472.00 wholy shiznet


----------



## locomotion (Oct 14, 2018)

these are Star pedals.....fair price paid for rare pedals


----------



## anders1 (Oct 14, 2018)

I agree, that is the price I expected. I was watching those just out of curiosity. I have the same set but with toe clips, mine are in beautiful condition being from 1919.


----------



## catfish (Oct 14, 2018)




----------



## locomotion (Oct 14, 2018)

sure ain't antique fair/show prices


----------



## shoe3 (Oct 14, 2018)

It is wonderful life , angel gets its wings  and some people get pedals .......and.....others........just pedal things like bikes .... or possibly peddling things on bikes....it is all good!


----------



## pedal4416 (Oct 14, 2018)

I put a few bids in, but then it started getting out of hand!!!


----------



## kccomet (Oct 14, 2018)

the star pedals have sure went up, 5 or 6 years ago they might have brought 150 in that condition


----------



## anders1 (Oct 14, 2018)

I work at night, and a couple of weeks ago I seen a pair posted in the middle of the night for $450. Well when I looked again at about sun up, they were sold. They lasted maybe 3-4 hours.


----------



## pedal4416 (Oct 15, 2018)

kccomet said:


> the star pedals have sure went up, 5 or 6 years ago they might have brought 150 in that condition



I sold my last pair for $150 about 6 years ago!!


----------



## gben (Oct 17, 2018)

I am pretty sure that is what is on my 1900 Pierce-Arrow.
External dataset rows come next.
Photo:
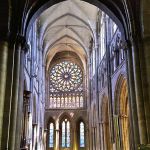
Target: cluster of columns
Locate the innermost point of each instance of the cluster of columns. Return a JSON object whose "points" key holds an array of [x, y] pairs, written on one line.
{"points": [[11, 90]]}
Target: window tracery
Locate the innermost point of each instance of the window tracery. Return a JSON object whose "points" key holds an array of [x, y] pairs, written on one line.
{"points": [[66, 85]]}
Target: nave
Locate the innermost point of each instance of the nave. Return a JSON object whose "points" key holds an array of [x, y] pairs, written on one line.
{"points": [[74, 75]]}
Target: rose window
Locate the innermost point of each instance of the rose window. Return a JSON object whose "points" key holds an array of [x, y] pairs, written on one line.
{"points": [[66, 86], [66, 76]]}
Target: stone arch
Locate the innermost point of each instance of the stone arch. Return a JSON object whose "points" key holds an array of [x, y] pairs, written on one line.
{"points": [[111, 8], [122, 112]]}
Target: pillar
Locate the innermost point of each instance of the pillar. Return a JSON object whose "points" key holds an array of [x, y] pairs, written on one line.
{"points": [[19, 105], [14, 102], [132, 97], [57, 136], [139, 89], [3, 72]]}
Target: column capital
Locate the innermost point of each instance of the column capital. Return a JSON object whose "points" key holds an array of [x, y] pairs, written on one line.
{"points": [[22, 40]]}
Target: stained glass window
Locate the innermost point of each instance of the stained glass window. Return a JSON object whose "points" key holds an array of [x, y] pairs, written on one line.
{"points": [[51, 135], [66, 85], [82, 136], [65, 133]]}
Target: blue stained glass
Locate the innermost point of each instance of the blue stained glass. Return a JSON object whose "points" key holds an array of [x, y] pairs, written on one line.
{"points": [[82, 136], [68, 134], [51, 135], [63, 134]]}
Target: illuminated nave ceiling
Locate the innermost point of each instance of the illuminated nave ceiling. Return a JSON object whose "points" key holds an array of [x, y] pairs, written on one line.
{"points": [[67, 26]]}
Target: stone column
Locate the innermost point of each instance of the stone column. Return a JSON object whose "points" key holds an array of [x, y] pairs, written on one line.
{"points": [[19, 113], [75, 141], [137, 68], [8, 93], [132, 96], [3, 72], [57, 136], [14, 102]]}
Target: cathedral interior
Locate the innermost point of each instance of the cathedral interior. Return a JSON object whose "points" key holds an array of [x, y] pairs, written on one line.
{"points": [[75, 75]]}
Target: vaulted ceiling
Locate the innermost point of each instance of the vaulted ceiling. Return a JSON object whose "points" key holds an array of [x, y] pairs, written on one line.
{"points": [[67, 26]]}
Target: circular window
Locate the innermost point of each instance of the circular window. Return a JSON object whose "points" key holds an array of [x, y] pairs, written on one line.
{"points": [[66, 76]]}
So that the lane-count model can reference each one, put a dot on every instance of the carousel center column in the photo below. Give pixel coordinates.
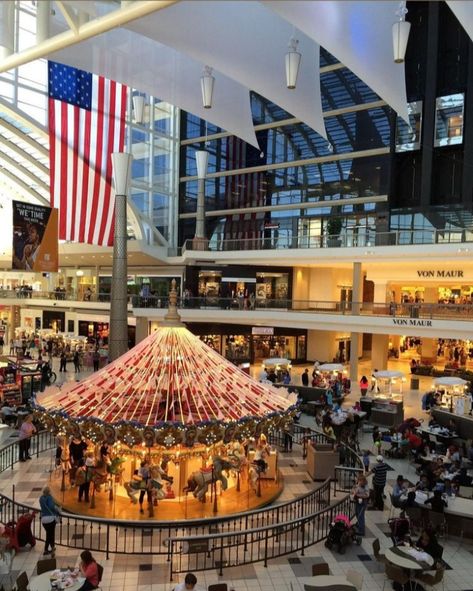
(355, 337)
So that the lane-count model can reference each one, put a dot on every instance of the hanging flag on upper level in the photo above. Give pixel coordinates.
(86, 124)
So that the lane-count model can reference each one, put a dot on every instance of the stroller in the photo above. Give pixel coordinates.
(342, 534)
(20, 533)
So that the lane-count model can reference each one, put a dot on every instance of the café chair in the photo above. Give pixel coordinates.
(466, 492)
(355, 579)
(376, 551)
(320, 569)
(395, 574)
(44, 565)
(22, 582)
(432, 580)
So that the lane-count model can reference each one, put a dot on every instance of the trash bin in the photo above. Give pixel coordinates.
(414, 383)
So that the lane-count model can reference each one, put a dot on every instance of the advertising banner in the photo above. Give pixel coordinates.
(35, 237)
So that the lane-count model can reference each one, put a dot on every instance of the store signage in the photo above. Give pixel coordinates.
(441, 273)
(412, 322)
(262, 330)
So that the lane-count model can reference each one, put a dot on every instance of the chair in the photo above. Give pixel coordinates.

Someone just offered me $500 for the entire bike because as they said, they had just bought another TOC bike for that much money.


----------



## olderthandirt (Apr 19, 2019)

are you considering the offer ? contact me first i will do better


----------



## spoker (Apr 20, 2019)

remember W C Feilds quote?


----------



## redline1968 (Apr 20, 2019)

Yes..a sucker born every minute...lol..times are a changin.  Prices seem to reflect that..


spoker said:


> remember W C Feilds quote?


----------



## Archie Sturmer (Apr 20, 2019)

My bike is not that nice; I have resigned to adapt Raleigh 501 pedals with extenders.


----------